I never wanted to be the mother who rushed her children from one activity to the next, cramming their little lives with an overwhelmingly big schedule. Yet somehow, with four children on different schedules, I feel like that mother. And I was reminded of it when my youngest son said to me “When does it end?” Thinking he was talking about the end of the school year I replied, “What? School?”. “No… everything….” he said. By everything, I’m pretty sure he meant swimming, gymnastics, athletics, golf, guitar, dancing and lacrosse. See? I am that mother.
Author Jane Godwin and illustrator Anna Walker make a successful team. We have reviewed two of their books previously – the delightful All Through the Year and the sweet story of Little Cat and the Big Red Bus. Their latest release, Today We Have No Plans, is highly relevant for many families. It follows an ordinary week in the lives of a little girl and boy beginning with the rush of Monday morning to swimming on Tuesday, after-school care on Wednesday, music on Thursday, shopping on Friday and sports on Saturday.
“But then… Sometimes when Sunday comes around
Clocks seem to slow their hands
And Mum and Dad don’t rush about
They say, ‘We are not going out,
Today we have no plans.'”
And so follows a lovely description of pyjama days, building cubbies, baking cakes, playing in the backyard, doing craft and basically taking the time to slow down.
I have mentioned my admiration of Walker’s heartfelt, gentle illustrations previously but I think this book is now my favourite – the illustration of the swimming pool from above is genius – for something that is essentially static, the picture conveys motion, fluidity and ‘business’.
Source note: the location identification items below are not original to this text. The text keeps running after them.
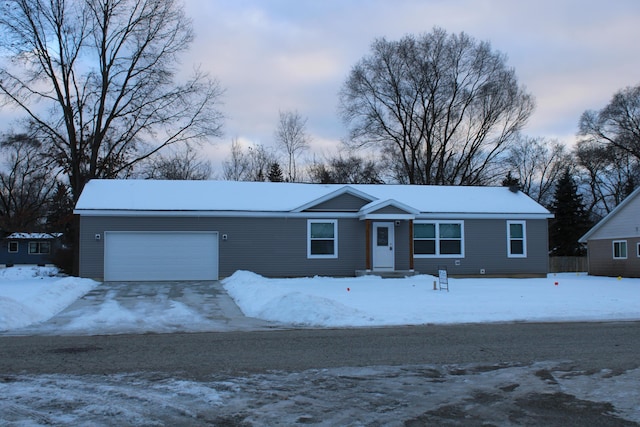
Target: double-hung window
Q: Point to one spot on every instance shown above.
(438, 239)
(516, 239)
(322, 238)
(619, 249)
(39, 248)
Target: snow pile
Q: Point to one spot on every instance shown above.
(34, 294)
(373, 301)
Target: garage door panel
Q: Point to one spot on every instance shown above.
(144, 256)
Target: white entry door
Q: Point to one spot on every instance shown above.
(383, 246)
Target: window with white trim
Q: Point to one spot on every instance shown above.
(322, 238)
(438, 239)
(39, 248)
(516, 239)
(619, 249)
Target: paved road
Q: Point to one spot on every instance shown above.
(498, 374)
(591, 346)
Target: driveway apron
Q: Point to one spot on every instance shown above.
(149, 307)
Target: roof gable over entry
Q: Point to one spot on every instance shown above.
(151, 197)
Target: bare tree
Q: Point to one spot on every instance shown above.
(291, 136)
(26, 184)
(183, 164)
(96, 79)
(617, 124)
(445, 106)
(537, 163)
(346, 170)
(607, 175)
(253, 164)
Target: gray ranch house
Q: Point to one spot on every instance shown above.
(613, 244)
(147, 230)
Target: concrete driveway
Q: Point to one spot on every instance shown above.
(149, 307)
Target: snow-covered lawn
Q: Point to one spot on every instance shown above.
(372, 301)
(31, 295)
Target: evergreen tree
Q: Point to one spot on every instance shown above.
(275, 173)
(571, 220)
(511, 182)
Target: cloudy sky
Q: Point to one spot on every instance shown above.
(272, 55)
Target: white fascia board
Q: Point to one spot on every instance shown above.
(219, 214)
(387, 216)
(339, 192)
(377, 205)
(457, 215)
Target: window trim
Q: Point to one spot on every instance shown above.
(510, 239)
(39, 248)
(437, 239)
(335, 239)
(626, 249)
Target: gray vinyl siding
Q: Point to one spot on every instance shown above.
(341, 203)
(485, 247)
(273, 247)
(601, 262)
(277, 247)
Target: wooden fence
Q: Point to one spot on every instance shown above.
(564, 264)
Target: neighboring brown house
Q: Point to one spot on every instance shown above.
(613, 244)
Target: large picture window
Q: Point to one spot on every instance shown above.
(619, 249)
(322, 241)
(516, 239)
(39, 248)
(438, 239)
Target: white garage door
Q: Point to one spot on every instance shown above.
(145, 256)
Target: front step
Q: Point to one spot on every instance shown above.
(396, 274)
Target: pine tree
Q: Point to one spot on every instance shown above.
(571, 220)
(275, 173)
(511, 182)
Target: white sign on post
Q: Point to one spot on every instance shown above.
(443, 278)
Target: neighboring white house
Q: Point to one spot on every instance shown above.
(613, 244)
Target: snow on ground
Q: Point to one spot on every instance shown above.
(31, 295)
(373, 301)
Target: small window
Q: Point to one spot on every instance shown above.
(438, 239)
(516, 239)
(39, 248)
(322, 241)
(619, 249)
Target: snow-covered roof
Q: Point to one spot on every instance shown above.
(239, 196)
(33, 236)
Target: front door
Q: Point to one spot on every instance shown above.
(383, 244)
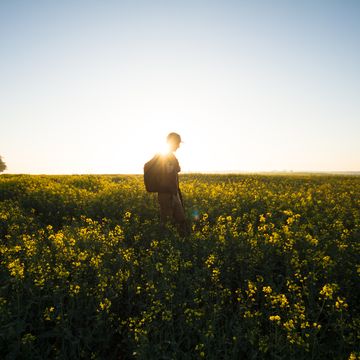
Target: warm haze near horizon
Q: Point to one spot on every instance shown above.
(95, 86)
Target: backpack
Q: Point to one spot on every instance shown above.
(154, 174)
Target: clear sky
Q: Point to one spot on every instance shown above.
(95, 86)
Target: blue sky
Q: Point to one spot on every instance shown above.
(95, 86)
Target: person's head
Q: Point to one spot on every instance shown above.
(173, 140)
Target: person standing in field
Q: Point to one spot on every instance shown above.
(170, 201)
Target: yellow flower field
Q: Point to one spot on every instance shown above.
(270, 271)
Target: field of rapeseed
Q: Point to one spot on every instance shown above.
(270, 271)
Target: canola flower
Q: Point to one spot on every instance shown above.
(269, 270)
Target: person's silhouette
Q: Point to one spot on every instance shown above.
(170, 202)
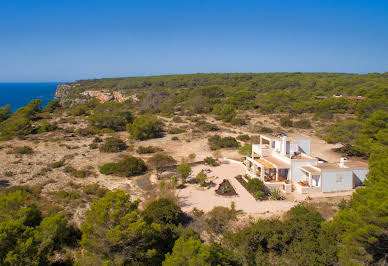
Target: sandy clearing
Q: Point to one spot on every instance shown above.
(206, 199)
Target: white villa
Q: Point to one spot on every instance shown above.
(286, 163)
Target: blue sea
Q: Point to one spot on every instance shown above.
(20, 94)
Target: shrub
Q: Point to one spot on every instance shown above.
(217, 142)
(51, 106)
(286, 122)
(265, 130)
(244, 138)
(210, 161)
(175, 130)
(77, 173)
(160, 160)
(87, 132)
(113, 144)
(57, 164)
(147, 149)
(275, 194)
(227, 113)
(256, 187)
(146, 127)
(162, 211)
(219, 218)
(201, 178)
(79, 110)
(303, 123)
(238, 121)
(45, 126)
(127, 167)
(246, 150)
(23, 150)
(184, 171)
(94, 189)
(206, 126)
(111, 115)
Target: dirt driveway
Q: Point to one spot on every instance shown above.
(206, 199)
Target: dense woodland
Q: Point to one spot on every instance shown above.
(117, 232)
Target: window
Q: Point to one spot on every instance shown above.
(339, 178)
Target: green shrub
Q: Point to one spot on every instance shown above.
(5, 113)
(57, 164)
(94, 189)
(210, 161)
(51, 106)
(256, 187)
(219, 219)
(113, 144)
(23, 150)
(79, 110)
(45, 126)
(206, 126)
(238, 121)
(217, 142)
(244, 138)
(265, 130)
(286, 122)
(146, 127)
(201, 178)
(160, 160)
(147, 149)
(127, 167)
(275, 194)
(162, 211)
(303, 123)
(227, 113)
(184, 171)
(246, 150)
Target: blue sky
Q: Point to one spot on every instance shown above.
(68, 40)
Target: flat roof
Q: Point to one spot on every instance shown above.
(356, 164)
(277, 162)
(311, 169)
(348, 165)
It’s worth noting that both the text and the illustrations are realistic. The kids get tired and the parents get grumpy. For example, when the children attend after-school care because their mother works late, it begins well with a snack and a play on the monkey-bars. But then –
“At six I sit down on the floor
I miss my mum, I watch the door.”
Likewise, on Friday while grocery shopping, the mother has a scowl on her face and looks completely worn out. These are situations that everyone can relate to and the message of the book has broad relevance, no matter how many extra-curricular activities are on your schedule.